Why are products called minterms and sums called maxterms?

Timothy the Deleter picture Timothy the Deleter · Jul 21, 2012 · Viewed 25k times · Source

Do they have a reason for doing so? I mean, in the sum of minterms, you look for the terms with the output 1; I don't get why they call it "minterms." Why not maxterms because 1 is well bigger than 0?

Is there a reason behind this that I don't know? Or should I just accept it without asking why?

Answer

Rubenulis picture Rubenulis · Jul 21, 2012

The convention for calling these terms "minterms" and "maxterms" does not correspond to 1 being greater than 0. I think the best way to answer is with an example:

Say that you have a circuit and it is described by X̄YZ̄ + XȲZ.

"This form is composed of two groups of three.
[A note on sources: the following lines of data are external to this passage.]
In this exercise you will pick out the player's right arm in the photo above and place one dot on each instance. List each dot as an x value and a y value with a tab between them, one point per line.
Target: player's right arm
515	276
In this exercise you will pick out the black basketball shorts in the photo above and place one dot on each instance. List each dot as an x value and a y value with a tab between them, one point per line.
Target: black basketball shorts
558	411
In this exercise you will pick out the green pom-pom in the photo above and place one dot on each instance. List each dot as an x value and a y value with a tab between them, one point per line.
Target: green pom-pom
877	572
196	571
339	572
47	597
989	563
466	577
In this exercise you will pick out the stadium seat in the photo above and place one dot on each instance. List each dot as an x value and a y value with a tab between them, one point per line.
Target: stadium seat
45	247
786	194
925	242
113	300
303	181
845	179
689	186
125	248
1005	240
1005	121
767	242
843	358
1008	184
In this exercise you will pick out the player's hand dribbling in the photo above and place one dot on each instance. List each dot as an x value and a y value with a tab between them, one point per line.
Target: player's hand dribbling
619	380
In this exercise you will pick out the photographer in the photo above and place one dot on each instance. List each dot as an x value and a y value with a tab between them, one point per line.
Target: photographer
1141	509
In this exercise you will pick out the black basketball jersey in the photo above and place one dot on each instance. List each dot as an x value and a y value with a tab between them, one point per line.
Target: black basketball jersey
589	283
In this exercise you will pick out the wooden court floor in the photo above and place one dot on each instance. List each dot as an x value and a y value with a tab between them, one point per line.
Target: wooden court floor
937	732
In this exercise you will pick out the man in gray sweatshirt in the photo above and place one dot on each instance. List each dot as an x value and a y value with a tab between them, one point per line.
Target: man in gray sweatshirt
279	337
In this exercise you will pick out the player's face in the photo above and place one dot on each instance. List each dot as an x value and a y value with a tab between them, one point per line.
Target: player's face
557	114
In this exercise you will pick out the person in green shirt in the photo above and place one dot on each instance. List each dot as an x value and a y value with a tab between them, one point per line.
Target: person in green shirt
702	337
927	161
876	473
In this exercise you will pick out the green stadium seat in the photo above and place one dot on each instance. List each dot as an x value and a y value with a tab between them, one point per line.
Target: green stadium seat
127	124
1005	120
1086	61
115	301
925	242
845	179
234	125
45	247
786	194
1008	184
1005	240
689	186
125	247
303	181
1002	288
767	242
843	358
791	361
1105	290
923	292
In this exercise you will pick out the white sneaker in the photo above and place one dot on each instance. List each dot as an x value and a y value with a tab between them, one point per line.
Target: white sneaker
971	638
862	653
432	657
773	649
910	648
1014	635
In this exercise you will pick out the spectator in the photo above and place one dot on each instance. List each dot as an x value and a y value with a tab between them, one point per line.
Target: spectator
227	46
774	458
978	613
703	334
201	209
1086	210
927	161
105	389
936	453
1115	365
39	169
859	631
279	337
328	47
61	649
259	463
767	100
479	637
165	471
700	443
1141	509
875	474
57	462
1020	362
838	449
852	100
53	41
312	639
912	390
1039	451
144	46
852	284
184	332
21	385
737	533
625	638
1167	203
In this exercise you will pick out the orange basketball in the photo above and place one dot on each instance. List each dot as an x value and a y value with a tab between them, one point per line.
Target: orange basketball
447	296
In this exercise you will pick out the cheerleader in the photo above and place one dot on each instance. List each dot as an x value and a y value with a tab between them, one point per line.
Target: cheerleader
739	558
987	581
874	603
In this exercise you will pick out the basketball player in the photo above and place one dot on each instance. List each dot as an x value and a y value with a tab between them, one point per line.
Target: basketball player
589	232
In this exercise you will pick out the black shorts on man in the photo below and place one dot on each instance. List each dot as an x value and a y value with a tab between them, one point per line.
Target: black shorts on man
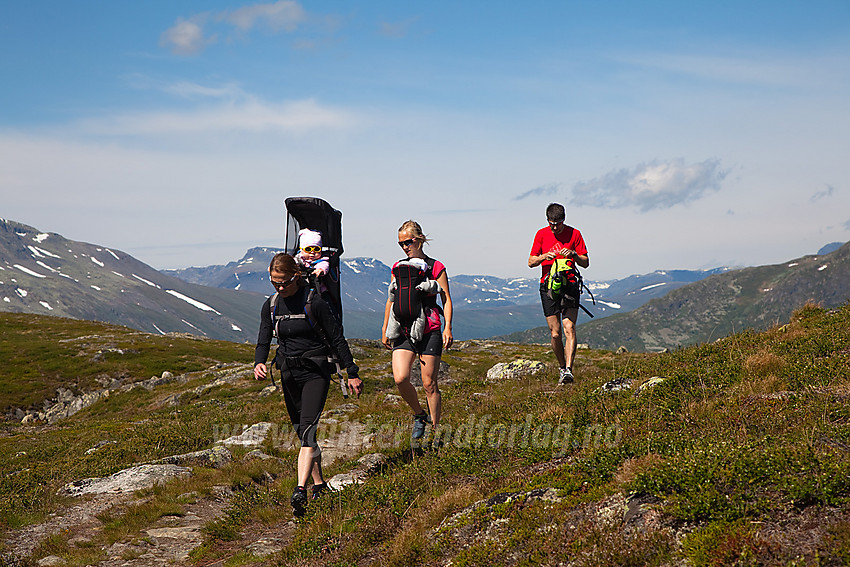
569	300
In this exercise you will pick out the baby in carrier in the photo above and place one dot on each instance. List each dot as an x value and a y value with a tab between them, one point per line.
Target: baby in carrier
309	254
409	286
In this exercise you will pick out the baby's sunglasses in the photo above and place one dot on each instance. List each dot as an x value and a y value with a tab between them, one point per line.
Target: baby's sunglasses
284	284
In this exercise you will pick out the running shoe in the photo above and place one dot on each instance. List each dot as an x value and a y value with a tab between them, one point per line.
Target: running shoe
299	501
319	489
565	377
419	422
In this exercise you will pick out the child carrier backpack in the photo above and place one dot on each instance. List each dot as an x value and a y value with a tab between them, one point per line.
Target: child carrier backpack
564	283
408	300
280	312
317	214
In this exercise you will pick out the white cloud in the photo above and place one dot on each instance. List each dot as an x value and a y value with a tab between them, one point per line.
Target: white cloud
294	117
189	36
654	185
186	37
282	15
550	189
186	89
822	194
397	30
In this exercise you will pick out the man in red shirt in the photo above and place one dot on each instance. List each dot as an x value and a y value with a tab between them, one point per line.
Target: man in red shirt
559	241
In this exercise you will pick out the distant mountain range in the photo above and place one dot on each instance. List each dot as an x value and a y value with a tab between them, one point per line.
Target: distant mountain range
484	305
714	307
46	273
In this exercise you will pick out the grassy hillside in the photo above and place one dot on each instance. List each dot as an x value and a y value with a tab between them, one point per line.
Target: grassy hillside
734	452
42	353
749	298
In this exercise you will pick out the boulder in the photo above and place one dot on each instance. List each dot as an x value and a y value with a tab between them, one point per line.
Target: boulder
215	457
127	480
367	466
251	436
520	368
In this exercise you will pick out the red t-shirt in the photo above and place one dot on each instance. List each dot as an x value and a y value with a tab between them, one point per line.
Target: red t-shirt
432	314
545	240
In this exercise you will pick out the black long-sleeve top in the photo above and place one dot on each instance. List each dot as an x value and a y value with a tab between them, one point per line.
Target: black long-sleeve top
296	336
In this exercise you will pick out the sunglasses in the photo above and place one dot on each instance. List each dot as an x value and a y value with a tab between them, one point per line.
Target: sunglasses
283	284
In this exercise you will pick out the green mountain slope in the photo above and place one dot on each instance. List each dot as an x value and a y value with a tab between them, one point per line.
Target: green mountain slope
735	452
749	298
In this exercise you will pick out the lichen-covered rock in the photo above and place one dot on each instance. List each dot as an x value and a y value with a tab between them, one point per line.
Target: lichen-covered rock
520	368
127	480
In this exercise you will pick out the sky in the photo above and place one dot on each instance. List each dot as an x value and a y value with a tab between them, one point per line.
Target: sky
678	135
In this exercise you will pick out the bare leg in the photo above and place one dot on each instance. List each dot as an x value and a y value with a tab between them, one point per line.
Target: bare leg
402	361
309	464
430	370
554	323
570	316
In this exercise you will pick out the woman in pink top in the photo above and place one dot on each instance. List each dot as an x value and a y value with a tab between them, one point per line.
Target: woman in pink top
430	348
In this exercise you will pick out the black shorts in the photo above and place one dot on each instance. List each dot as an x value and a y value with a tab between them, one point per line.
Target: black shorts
552	307
431	344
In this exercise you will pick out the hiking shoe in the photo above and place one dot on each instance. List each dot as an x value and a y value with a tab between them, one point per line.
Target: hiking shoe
319	489
419	422
299	501
565	377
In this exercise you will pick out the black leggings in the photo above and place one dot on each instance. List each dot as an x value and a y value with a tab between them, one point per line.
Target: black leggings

Each group of three is a 'minterm'. What the expression minterm is intended to imply it that each of the groups of three in the expression takes on a value of 1 only for one of the eight possible combinations of X, Y and Z and their inverses." http://www.facstaff.bucknell.edu/mastascu/elessonshtml/Logic/Logic2.html

So what the "min" refers to is the fact that these terms are the "minimal" terms you need in order to build a certain function. If you would like more information, the example above is explained in more context in the link provided.

Edit: The "reason they used MIN for ANDs, and MAX for ORs" is that:

In Sum of Products (what you call ANDs) only one of the minterms must be true for the expression to be true. In Product of Sums (what you call ORs) all the maxterms must be true for the expression to be true.